张之极被父亲说的云里雾里,便问道:“要是我问他拿十万两,你说我能不能告诉皇上?”
“什么人?”张惟贤问道。
“一个点石成金的高人!”张之极故作高深的说道。
英国公认为儿子故弄玄虚,张之极便将袁老三变出玉器、金子的事情一说。没想到张惟贤听的直摇头:
“你呀!什么时候才能有点长进?多向你弟学学!别整日游手好闲,什么人都交往。”
一说自己的弟弟,张之极就来气。
老是拿自己跟他比!他一个文弱书生,就知道掉书袋!在你们眼里成了玉树临风、人见人爱、花见花开的青年楷模?五四青年奖章获得者?
叫他扒人家寺庙试试?别说十座,一座都扒不下来!
哎,没办法,张之极就这点出息!谁叫他弟弟没污点呢,只能拿这个跟他比。
你还不信,我拿出来你瞧瞧。张之极从胸口翻出两块玉璧。拿给爹看。
“爹,我可真没骗你。多出一块羊脂白玉是那人当场变的,一模一样!不信你可以问冯潇!”

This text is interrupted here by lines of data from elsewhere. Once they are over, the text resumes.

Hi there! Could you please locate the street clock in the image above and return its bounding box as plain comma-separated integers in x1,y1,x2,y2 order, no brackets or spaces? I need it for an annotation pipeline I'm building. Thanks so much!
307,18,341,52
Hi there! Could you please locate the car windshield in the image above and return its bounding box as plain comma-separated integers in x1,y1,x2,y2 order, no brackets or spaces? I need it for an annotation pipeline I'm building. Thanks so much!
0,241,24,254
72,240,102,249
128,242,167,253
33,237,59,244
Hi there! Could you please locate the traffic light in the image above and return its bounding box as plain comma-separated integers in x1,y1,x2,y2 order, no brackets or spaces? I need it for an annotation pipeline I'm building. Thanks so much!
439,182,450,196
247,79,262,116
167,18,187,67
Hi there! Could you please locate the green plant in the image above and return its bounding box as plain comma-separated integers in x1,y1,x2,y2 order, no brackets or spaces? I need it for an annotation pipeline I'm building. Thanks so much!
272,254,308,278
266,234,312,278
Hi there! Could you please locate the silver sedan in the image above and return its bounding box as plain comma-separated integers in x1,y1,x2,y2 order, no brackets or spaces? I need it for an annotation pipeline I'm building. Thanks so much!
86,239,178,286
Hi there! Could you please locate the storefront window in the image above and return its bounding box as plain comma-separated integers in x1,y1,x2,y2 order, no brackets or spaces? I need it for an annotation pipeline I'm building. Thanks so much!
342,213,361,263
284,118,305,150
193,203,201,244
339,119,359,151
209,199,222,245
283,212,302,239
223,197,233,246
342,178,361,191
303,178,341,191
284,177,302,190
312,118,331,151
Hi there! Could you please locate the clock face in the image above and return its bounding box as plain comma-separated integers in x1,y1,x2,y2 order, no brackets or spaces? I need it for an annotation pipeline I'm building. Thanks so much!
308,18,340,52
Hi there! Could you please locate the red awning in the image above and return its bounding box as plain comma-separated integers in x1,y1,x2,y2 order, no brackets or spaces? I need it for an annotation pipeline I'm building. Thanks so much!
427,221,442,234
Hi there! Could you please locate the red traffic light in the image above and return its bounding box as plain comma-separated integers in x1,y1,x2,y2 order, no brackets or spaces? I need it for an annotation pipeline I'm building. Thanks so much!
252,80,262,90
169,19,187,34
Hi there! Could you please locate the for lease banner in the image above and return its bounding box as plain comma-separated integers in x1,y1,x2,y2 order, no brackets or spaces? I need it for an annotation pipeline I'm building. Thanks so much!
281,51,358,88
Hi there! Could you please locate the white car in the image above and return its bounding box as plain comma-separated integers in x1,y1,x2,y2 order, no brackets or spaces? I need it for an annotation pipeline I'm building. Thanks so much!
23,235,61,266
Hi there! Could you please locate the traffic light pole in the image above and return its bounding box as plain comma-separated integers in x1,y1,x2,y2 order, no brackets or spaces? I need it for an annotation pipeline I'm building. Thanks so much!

张惟贤将信将疑的接过儿子的玉璧,仔细检查。万历爷钦赐的东西,宫里头的手艺,天下独一份,哪来一模一样的一块?可这里头的纹饰、色泽真一模一样,连玉沁都一个模子出来的。
“这人在那,叫来当场演示我看!”英国公非亲眼所见,不敢相信。这年头装神弄鬼的人太多了。
“爹,叫不来。他人去五台山了。”
张惟贤呵呵一笑,一副不出所料的样子,“装吧!你继续装!那人真有这本事,你怎么舍得让他走?可是一个聚宝盆啊!”
张之极看一眼书房门外没人,便对着爹的耳朵,悄悄告诉亲爹那人身份,包括他的预言。当然,自己啥时候当英国公,也即死爹的事,可没敢说。
“糊涂!”张惟贤当场翻脸,“那人该当处死!再不行也得抓来交给皇上。”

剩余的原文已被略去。